One marked change we should expect to appease the Israelis about any US attempts to work more closely with Iran, is that Israel will be given more scope to bomb Syria and let off the leash that Trump had previously tightened. Indeed, Israeli airstrikes always place Russia in an awkward position, making Russian made S-400s look ineffective and throwing a spotlight over the farce of Israel-Russia relations (which are much cozier than most western analysts would let you believe). This is relevant as it will create more tension in the region, the only place where Biden can be seen as hitting Russia, without lifting a finger.

It’s all about the speed that Biden moves and his own diplomatic skills, if he is serious about defusing what is looking like a new threat to peace in the Middle East.

And so it’s really all about the speed that Biden moves and his own diplomatic skills, if he is serious about defusing what is already looking like a new threat to peace in the Middle East. Don’t believe those opinion pieces which are written by DC Middle East experts who pander to Biden’s camp and present him as the silver bullet to the Iran problem.

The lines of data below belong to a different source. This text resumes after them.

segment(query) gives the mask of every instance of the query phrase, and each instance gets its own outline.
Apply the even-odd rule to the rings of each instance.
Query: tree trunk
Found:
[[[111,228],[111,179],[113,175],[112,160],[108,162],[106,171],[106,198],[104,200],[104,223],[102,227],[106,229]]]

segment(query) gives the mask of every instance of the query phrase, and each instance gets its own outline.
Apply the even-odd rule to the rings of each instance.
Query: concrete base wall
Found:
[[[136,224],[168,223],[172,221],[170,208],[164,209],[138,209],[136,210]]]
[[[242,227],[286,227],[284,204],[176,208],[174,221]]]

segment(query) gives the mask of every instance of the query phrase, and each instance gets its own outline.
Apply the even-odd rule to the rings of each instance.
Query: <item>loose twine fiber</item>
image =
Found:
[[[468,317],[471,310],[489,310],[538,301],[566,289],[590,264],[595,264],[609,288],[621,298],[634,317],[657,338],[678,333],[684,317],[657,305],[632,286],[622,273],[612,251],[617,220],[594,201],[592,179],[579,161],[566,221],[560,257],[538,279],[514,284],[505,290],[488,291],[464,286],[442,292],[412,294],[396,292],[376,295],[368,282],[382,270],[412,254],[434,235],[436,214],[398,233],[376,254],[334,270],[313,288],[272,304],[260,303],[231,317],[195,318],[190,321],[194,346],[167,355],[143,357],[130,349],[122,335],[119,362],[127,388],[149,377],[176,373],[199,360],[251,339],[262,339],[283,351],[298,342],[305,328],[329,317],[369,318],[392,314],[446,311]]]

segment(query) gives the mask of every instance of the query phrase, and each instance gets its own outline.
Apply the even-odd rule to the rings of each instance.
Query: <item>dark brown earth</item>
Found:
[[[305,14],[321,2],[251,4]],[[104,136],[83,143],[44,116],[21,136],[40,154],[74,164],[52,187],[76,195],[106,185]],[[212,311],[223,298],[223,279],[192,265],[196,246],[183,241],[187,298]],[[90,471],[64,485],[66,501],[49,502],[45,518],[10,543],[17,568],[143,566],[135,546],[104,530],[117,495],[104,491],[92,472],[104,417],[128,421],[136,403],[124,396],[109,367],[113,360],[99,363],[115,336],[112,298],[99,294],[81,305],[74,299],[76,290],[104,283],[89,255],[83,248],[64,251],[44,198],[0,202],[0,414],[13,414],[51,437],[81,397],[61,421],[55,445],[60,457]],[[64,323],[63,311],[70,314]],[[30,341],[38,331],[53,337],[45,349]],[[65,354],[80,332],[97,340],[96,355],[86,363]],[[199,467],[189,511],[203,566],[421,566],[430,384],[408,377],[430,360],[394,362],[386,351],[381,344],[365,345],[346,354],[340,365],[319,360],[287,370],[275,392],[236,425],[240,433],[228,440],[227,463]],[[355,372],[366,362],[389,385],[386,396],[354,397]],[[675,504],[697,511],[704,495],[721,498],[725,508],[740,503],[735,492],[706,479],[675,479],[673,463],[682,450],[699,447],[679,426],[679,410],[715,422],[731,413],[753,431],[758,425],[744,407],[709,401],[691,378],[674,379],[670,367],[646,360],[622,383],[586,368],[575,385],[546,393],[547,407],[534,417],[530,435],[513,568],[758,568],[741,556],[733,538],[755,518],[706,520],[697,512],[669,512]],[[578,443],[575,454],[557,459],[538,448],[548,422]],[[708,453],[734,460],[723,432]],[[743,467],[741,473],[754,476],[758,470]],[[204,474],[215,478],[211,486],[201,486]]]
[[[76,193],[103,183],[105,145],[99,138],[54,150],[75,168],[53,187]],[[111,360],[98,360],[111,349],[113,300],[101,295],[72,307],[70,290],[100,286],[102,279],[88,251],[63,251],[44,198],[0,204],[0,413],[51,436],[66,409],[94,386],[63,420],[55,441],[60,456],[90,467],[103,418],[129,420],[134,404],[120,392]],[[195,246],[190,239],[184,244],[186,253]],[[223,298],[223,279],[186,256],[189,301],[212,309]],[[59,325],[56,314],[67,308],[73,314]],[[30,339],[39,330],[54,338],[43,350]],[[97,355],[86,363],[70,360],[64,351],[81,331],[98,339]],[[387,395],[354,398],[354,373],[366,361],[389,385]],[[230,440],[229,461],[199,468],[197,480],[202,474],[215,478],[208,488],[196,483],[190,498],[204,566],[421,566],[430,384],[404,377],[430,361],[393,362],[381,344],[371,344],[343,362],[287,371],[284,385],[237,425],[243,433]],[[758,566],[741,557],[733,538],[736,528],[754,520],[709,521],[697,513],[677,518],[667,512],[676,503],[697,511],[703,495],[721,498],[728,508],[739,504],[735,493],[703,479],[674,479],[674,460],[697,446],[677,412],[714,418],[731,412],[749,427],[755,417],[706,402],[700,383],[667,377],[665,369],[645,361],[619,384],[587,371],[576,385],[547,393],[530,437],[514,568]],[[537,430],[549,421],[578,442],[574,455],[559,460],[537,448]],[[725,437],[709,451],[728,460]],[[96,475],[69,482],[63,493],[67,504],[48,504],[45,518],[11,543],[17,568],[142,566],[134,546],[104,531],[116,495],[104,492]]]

In many ways, it’s looking like history has already written these chapters. Biden might have a long wait to see if he is able, like Churchill once quipped, to write his own history books since history is written by the winners. So far we have only seen Biden as a cautious friend to Iran during better times under Obama.

Perhaps it would be wiser for him and his legacy to assume those days are over as we should not assume there is any obvious solution to fixing Iran.  Trump’s wrecking ball left too much in tatters, destroyed too much, and hasn’t left much to sift through. It may well be, ironically, Trump’s own sanctions which end up being the very tool Biden holds on to when applying his so-called “smart pressure” on Tehran.